I couldn't agree more, and that's as someone who has and does certainly define herself equally as much by what I am NOT as by what I am. But the labeling and titles and definitions, they have really started to wear on me and seem increasingly worthless.

Wednesday, March 12, 2008

Valenti on Clinton issues

Jessica Valenti posted a really great piece up at The Nation a couple days ago, that I just could not agree with more.

No matter what Clinton's fate, feminist election tensions will start to fade -- but we shouldn't let them, no matter how many calls for solidarity are issued by movement leaders. Instead of the group hug approach, let's focus on tangible goals: fostering youth leadership, working from the margins in and using intersectionality as our lens--instead of just a talking point. Let's use this moment, when our politics and emotions are raw, to push for a better, more forward-looking feminism.


I think this election has given us a truly rare opportunity to let down our guards and really discuss our feminisms with each other, and a defining moment of contrast between the 2nd and 3rd waves beyond the commonly propagated cliches. We should not waste it.

Monday, March 10, 2008

Bitch

The new edition of Bitch is fabulous, as usual.

I haven't finished it yet, but I've already had post topics going through my head. Especially on the "domestic discipline" article. I see that Amanda Marcotte was also struck by this article, but I found it interesting how differently she took it.

I didn't take it as suggesting that ALL domestic problems arose from the female partner (or that this had one single thing to do with Christianity). I read the situation more like when the women partner does something to mess up (in her own estimation) that she is disciplined for it. I definitely didn't read in it the tone from domestic abuse situations where any small problem can and will be placed at the woman's feet. Though I have to admit that at times the perspective made me very uncomfortable. The way the women felt about themselves was chief in that.

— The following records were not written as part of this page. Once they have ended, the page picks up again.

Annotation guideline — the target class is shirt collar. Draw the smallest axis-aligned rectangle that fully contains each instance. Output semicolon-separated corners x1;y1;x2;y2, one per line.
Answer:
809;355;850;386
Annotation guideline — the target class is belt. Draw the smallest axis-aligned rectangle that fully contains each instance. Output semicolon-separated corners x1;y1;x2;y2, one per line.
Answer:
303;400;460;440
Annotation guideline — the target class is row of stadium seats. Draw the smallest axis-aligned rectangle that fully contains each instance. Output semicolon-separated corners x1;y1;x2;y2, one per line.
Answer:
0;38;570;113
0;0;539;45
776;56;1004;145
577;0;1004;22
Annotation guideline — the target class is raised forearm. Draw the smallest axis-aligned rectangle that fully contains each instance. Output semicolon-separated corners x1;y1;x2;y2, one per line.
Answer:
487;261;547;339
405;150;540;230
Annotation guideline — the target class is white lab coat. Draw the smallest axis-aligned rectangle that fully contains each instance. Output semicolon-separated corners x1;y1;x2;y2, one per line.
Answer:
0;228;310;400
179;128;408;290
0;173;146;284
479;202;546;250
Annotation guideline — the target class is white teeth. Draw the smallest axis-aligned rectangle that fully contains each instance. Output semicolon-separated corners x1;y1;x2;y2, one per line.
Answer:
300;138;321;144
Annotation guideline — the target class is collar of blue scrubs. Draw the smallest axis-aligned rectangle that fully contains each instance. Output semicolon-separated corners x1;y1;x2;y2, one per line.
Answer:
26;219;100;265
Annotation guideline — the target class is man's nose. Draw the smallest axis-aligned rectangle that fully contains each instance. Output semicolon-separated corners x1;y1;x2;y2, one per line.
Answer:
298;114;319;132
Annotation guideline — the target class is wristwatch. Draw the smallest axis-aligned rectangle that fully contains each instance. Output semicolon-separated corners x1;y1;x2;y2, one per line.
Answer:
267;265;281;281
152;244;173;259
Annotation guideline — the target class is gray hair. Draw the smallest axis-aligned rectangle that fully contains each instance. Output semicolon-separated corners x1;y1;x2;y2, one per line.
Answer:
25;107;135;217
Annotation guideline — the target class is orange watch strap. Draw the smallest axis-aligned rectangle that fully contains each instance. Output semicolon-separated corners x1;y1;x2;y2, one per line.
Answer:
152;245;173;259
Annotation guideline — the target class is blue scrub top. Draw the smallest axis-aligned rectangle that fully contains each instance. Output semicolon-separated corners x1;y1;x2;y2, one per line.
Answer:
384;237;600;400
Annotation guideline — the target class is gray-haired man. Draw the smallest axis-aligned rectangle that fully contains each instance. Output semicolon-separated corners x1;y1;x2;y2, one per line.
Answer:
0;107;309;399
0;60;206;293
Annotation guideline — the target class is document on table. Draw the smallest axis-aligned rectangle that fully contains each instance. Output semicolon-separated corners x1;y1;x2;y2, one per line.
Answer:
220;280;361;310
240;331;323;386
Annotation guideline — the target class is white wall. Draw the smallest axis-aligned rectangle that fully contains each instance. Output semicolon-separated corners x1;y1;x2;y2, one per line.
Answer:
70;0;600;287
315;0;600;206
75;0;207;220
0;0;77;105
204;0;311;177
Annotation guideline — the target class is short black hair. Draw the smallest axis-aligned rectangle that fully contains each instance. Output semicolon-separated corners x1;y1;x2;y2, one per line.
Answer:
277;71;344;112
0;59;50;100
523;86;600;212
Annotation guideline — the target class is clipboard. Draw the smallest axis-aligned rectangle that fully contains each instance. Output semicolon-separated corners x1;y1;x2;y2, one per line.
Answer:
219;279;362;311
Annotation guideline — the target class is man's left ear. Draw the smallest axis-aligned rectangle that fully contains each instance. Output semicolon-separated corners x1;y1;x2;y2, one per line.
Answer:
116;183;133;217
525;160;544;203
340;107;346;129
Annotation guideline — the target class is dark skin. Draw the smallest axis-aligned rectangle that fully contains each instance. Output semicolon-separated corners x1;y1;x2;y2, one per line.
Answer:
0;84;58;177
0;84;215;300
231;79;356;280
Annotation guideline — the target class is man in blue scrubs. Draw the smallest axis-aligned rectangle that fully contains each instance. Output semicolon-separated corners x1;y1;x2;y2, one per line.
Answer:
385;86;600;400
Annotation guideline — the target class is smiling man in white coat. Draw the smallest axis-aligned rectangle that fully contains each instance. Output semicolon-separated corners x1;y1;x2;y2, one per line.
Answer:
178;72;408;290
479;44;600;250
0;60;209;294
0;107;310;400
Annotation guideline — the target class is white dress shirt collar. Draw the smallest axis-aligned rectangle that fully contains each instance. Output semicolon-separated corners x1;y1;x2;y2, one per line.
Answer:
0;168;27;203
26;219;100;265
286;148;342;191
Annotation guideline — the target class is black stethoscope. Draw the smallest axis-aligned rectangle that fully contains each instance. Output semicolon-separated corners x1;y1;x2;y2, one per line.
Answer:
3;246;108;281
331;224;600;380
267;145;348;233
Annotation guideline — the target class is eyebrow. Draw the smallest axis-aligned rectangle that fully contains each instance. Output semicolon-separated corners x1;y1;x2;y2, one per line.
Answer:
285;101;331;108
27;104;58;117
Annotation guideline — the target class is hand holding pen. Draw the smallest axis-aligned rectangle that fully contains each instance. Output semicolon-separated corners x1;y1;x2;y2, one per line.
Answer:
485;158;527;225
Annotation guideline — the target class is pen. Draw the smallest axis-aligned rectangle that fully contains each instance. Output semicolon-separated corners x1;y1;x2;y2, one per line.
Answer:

At the end of the day it seems like an issue of choice, and taste, to me. And brings up difficult questions. Where do we draw the line between respecting individual choice and actually OK'ing abuse? And how do we tackle the very obvious possible self esteem issues that bring women to find DD attractive?

Friday, March 07, 2008

Out in the world

As someone who only last week found herself in a room with a bunch of male co-workers who were laughing uproariously at things I didn't find particularly amusing, trying to decide just how to react...this post was a much needed reminder that you know what? No. No, I can just sit there and stare at you puzzledly if I don't see why you're laughing. No, I don't have to chuckle or smile or anything else. Fuck that.

Sunday, March 02, 2008

Man...

I am worn the fuck out from arguing that yes, we do live in a rape culture and here's why. No, women are not to blame for being raped. Yes, we are taught to be scared of men, and taught that if we are raped we must have done something to provoke it. Yes our society is sexist and racist and homophobic. No, your experience of what it is to live in this world is NOT a universal experience... Yes, our justice system is completely fucking broken.

Sometimes I don't understand how it is that I live in the same world as some of these people...Even at my worst, not realizing how I fit into this picture and not recognizing my privilege, I knew there was more to it than I was living. How are people satisfied living unexamined, unquestioned existences?? I've got ideas for real posts in my head, but I'm just fucking exhausted.